Enron şirketinin kurucusu Arthur Andersen'ın saygınlığı sayesinde yıllarca devasa boyutlarda bir sahtekarlığı gizleyebildi. Fakat yalanları bir kez açığa çıktıktan sonra, Andersen'in şirketi kısa sürede düştü, çünkü pazarın adıyla ilgili herhangi bir markaya güvenmeyi bıraktı. 2002 yılının sonunda, takipçilerinin ve tüm sermayesinin saygısını kaybettikten sonra iflas ilan etti.

Swissair

1930'larda kurulan ve yanlış stratejiyi seçene kadar uzun ömürlü olan bir İsviçre havayoluydu. 90'lı yılların başında, diğer şirketlerle ittifaklara yöneldi, ancak bilinçli bir şekilde ufkunu önemli işbirlikleri ile genişletmek için yatırım yapmak yerine, küçük havayolları almaya kendini adadı. Bu, 2001 yılında Kuzey Amerika’daki saldırıların şok dalgası ve rekabet fiyatlarının beraberinde getirdiği derin ekonomik krize yol açtı.

Parmalat

60'ların başında Parmalat, gizli bir pastörizasyon tesisinden başka bir şey değildi.
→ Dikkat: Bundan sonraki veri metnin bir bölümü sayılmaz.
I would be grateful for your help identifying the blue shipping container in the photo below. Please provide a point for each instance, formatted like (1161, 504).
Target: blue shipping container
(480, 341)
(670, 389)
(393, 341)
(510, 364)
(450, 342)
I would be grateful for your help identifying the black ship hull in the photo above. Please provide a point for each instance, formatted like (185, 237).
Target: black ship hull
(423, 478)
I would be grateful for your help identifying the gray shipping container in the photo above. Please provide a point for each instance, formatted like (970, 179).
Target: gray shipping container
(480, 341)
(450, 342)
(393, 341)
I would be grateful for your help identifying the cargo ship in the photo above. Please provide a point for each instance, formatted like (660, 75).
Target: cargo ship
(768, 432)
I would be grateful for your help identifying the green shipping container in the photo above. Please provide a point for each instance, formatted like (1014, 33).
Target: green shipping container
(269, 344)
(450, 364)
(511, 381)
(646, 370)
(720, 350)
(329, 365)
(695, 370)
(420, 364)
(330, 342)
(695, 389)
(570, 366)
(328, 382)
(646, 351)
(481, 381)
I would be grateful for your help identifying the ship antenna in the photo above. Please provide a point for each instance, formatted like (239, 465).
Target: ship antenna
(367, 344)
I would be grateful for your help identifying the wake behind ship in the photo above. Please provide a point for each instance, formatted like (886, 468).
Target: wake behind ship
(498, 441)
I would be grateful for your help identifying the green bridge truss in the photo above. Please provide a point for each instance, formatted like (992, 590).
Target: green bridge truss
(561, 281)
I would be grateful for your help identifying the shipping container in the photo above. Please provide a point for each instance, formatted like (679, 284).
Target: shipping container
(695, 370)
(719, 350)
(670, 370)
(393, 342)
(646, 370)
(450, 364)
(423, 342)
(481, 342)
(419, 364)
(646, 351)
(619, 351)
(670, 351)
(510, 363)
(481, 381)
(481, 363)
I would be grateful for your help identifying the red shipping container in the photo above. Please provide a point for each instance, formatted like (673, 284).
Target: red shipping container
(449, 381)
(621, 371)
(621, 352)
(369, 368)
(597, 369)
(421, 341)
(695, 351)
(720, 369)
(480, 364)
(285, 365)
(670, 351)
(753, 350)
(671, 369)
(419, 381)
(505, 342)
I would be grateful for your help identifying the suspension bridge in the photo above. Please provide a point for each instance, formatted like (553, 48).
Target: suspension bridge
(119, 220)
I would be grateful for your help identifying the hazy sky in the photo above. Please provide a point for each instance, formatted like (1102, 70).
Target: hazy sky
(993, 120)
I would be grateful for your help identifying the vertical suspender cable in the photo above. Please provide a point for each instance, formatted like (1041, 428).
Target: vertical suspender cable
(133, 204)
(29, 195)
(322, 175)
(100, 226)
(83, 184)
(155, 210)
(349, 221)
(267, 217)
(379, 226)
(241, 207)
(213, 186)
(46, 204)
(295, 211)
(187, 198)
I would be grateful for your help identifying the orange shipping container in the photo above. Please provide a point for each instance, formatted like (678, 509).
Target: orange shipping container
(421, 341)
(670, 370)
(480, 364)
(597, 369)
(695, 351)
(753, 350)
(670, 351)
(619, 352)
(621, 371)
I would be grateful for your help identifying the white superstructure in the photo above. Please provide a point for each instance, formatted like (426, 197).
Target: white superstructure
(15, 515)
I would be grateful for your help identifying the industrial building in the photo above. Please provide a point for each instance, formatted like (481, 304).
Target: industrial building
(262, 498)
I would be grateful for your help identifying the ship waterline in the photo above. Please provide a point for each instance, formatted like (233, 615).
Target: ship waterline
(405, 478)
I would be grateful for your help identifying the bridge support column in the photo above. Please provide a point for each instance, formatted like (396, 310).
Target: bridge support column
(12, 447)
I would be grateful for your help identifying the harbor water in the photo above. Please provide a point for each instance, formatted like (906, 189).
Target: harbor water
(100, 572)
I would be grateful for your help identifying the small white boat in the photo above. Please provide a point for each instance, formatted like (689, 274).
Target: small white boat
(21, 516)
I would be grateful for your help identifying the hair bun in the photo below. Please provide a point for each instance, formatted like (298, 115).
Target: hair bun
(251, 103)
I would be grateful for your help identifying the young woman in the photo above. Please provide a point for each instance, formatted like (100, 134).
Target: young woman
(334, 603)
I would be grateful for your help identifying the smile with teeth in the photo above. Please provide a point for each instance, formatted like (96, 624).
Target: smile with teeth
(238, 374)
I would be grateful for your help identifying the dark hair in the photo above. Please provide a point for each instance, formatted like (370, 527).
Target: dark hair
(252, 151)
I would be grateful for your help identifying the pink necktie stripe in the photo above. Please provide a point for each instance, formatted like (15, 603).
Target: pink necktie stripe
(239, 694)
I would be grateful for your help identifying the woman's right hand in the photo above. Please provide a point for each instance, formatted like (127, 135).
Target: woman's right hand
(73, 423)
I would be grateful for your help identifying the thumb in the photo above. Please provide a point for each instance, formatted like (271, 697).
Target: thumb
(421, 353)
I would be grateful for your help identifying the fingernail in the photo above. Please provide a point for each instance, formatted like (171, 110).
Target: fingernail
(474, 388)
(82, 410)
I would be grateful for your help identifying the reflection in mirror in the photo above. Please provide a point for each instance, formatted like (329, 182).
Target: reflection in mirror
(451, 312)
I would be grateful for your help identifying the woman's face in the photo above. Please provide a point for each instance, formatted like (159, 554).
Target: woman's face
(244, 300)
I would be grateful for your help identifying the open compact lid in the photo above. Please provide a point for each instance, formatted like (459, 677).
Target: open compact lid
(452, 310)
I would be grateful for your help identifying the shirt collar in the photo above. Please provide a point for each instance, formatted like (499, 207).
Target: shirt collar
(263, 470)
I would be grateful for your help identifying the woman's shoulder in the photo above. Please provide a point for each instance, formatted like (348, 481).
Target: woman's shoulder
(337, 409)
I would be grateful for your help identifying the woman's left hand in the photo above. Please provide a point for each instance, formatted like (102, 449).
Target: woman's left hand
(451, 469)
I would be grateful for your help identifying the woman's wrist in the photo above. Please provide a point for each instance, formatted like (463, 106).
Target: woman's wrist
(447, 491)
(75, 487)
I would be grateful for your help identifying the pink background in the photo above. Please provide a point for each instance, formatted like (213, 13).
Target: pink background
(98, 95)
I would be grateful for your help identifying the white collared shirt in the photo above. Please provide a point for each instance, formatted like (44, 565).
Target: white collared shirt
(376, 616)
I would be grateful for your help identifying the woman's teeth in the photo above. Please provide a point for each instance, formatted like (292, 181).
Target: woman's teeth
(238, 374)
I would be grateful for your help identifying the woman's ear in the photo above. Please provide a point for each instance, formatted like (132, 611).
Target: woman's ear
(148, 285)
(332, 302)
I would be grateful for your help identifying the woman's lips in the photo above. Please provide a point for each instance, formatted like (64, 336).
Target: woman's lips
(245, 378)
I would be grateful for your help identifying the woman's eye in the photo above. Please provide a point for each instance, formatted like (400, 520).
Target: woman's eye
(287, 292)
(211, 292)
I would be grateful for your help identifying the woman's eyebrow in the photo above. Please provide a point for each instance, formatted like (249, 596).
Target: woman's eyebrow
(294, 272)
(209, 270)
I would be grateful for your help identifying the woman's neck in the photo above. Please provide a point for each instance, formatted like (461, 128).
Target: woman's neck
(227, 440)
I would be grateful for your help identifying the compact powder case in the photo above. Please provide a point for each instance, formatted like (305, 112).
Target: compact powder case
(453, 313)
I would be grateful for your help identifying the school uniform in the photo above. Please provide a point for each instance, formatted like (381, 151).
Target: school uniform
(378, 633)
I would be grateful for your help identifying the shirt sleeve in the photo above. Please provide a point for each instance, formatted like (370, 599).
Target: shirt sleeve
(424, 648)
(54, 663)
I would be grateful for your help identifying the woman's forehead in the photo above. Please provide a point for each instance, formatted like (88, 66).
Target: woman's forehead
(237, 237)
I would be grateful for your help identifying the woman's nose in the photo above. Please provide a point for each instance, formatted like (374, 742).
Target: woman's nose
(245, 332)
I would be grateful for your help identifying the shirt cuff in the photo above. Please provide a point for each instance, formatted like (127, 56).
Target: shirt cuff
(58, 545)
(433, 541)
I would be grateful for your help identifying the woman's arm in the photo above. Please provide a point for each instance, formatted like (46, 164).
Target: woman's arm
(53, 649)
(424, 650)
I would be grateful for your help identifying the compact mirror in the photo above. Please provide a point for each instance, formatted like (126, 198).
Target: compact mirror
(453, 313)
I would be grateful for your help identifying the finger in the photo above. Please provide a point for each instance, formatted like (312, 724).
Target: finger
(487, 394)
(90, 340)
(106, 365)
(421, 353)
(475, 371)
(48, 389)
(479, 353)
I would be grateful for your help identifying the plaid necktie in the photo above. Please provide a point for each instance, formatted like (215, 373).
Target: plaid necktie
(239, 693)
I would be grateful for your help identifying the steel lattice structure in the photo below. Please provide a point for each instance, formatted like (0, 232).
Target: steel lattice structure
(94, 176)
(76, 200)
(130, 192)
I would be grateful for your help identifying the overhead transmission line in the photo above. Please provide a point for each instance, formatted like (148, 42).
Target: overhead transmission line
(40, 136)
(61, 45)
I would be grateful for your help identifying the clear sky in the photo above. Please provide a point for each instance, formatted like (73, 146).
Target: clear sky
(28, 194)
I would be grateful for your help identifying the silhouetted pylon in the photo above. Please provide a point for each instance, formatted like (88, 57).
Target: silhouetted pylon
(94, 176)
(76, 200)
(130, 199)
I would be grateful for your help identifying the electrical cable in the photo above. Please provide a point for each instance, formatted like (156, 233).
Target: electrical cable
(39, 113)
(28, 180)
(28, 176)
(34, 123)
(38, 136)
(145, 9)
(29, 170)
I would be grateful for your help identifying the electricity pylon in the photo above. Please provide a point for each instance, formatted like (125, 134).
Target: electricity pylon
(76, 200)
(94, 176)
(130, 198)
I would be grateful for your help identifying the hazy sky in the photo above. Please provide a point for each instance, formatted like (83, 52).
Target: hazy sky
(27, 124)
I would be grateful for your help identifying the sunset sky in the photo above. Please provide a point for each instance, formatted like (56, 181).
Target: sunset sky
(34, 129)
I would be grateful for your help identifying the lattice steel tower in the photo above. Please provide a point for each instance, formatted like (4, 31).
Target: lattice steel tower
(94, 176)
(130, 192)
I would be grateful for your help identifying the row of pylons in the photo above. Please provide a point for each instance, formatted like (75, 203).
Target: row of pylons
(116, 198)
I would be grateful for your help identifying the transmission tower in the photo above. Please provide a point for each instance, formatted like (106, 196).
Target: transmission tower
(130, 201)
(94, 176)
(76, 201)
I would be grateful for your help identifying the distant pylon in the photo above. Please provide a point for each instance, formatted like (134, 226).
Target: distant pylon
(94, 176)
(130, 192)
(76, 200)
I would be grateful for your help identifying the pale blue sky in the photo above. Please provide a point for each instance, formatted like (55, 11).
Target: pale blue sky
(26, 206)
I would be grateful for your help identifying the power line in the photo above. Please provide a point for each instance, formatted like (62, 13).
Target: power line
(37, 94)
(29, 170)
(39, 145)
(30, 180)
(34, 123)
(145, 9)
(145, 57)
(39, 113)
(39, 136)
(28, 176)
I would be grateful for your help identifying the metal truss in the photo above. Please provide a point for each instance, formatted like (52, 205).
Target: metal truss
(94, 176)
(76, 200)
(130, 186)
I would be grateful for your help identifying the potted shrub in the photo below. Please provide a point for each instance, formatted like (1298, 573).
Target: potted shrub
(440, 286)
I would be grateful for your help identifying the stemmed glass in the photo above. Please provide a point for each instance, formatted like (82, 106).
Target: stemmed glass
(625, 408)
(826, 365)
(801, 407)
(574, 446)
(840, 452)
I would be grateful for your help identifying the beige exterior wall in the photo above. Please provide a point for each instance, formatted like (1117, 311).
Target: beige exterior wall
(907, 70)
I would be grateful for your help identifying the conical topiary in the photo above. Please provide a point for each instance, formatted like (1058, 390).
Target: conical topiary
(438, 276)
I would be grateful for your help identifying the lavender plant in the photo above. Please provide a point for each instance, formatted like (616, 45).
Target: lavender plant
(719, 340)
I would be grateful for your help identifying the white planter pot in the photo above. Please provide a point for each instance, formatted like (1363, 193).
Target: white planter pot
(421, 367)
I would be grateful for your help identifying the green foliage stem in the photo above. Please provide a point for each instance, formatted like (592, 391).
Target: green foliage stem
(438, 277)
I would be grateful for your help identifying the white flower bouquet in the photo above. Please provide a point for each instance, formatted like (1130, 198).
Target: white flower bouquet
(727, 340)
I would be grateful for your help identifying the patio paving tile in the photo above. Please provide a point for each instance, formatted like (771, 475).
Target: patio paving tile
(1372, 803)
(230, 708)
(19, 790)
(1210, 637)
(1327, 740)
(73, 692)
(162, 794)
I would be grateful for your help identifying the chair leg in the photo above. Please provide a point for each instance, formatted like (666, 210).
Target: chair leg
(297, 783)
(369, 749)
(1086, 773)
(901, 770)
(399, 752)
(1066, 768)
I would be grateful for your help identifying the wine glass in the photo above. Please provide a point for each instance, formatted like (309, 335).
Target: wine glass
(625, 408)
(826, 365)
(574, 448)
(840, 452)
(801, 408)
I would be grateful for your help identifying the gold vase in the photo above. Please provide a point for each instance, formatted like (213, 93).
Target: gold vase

Ancak, bir dizi başarılı yatırım onu ​​çok uluslu bir şirket haline getirdi. Bu şirketin başarısı, onu riske sokan aynı karara dayanıyordu ve nihayetinde iyileşemeyen bir başarısızlığa yol açmıştı: artan borçlara dayanarak küçük şirketlerin satın alınması. Durum çözülemez hale geldiğinde, kurucusu dolandırıcılıktan tutuklandı ve bu, süt devi için bir öncesi ve sonrası oldu.